Video shot by a pedicab driver on Saturday afternoon shows the horse falling onto a roadway in the park and struggling to get up.
Animal rights advocates accused the carriage driver of not calling in a veterinarian and tying the horse's legs before hauling the animal into a trailer to go back to the stable, where the horse was euthanized.
The advocacy group NYCLASS took part in Sunday's protest. Edita Birnkrant, the executive director of the group, said the horse was treated inhumanely.
Mayor Bill de Blasio, who unsuccessfully tried to get carriage horses banned in the past, said the NYPD's Animal Cruelty Squad is investigating the incident.
"We have footage of multiple carriage drivers tying this horse up, dragging, shoving, pushing him like a piece of machinery," Birnkrant said. "This horse was killed by carriage drivers by their lack of compassion, by their greed."
City Council Speaker Corey Johnson and city Comptroller Scott Stringer also responded to the video.
There should be an immediate investigation into what happened to this horse and the cause of death.
— Corey Johnson (@CoreyinNYC) March 1, 2020
This video is painful to watch and the public deserves answers. https://t.co/9NKvqWJgv8
Absolutely heartbreaking to watch the video of a horse suffering and dying in Central Park.
— Scott M. Stringer (@NYCComptroller) March 1, 2020
How we treat our animals is a measure of our decency—this tragic incident must be fully investigated.
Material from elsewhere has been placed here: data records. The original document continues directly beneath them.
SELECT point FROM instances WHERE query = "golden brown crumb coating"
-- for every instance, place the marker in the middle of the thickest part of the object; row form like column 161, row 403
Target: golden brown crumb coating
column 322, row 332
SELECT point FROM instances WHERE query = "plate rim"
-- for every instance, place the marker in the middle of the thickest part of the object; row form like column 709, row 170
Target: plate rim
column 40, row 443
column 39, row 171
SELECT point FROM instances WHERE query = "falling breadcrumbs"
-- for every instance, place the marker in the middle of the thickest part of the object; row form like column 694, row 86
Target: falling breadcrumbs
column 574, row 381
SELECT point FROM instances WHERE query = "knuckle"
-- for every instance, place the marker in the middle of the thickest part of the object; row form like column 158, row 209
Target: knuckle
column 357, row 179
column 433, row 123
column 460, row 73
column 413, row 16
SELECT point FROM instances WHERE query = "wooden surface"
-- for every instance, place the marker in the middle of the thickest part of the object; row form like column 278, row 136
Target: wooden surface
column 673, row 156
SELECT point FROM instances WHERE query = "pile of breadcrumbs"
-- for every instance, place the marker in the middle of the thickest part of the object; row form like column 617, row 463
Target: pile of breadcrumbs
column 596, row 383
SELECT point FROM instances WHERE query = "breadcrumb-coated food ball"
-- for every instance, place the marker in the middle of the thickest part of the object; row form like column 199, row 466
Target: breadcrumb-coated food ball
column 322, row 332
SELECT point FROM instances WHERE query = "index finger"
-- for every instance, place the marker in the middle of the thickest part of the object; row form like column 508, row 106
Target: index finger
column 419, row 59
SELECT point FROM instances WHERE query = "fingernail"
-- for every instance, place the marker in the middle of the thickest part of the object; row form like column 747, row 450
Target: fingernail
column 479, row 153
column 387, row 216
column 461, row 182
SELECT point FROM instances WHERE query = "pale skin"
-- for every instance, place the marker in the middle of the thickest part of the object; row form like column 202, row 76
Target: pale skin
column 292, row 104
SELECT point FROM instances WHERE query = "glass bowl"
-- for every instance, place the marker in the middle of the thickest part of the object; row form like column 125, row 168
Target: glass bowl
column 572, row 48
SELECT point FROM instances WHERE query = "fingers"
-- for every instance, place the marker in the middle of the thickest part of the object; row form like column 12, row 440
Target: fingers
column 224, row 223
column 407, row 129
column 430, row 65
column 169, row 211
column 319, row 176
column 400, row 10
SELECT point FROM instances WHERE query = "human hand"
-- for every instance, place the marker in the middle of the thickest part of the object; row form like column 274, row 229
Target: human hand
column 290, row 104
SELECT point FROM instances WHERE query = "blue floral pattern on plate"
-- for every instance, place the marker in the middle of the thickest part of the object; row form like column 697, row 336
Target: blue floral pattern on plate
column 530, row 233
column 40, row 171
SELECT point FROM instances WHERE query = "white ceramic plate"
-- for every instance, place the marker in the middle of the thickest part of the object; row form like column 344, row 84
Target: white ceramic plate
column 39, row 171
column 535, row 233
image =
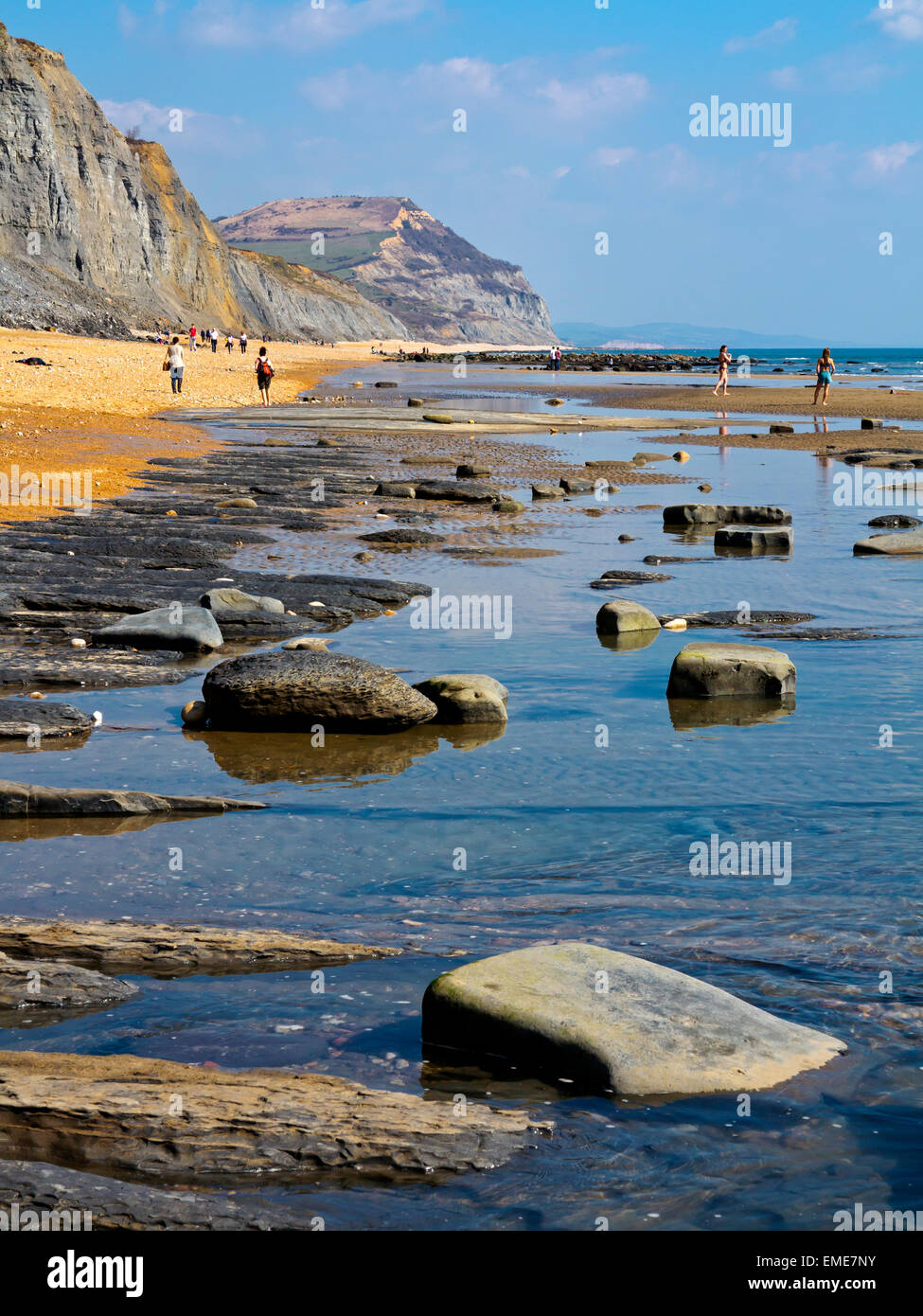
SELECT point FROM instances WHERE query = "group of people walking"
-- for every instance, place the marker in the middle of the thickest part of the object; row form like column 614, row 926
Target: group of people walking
column 174, row 364
column 825, row 368
column 209, row 337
In NYC, animal safety matters.
The Horse and Carriage Association of New York City said the horse had only gone out on a single ride before the 12-year-old mare, Aisha, suffered what appeared to have been a heart problem.
The association insisted that a veterinarian and an emergency horse trailer were immediately called and that standard protocols for large animals were followed. They said the vet and trailer arrived within 10 minutes, but the horse couldn't get up and was slid into the trailer. The mare was then taken to a stable on 52nd Street.
"Unfortunately, she was never able to stand, apparently due to cardiac insufficiency in her hind end, and her owner, in consultation with the vet, made the difficult but humane decision to put her to sleep," the association said in the statement.
Robert Boyle, a carriage driver at the same stable where the horse who died, said they did "everything to save the horse" but "unfortunately it didn't work out."
"You just cannot pick up a horse like a human being and put them into a trailer," he said.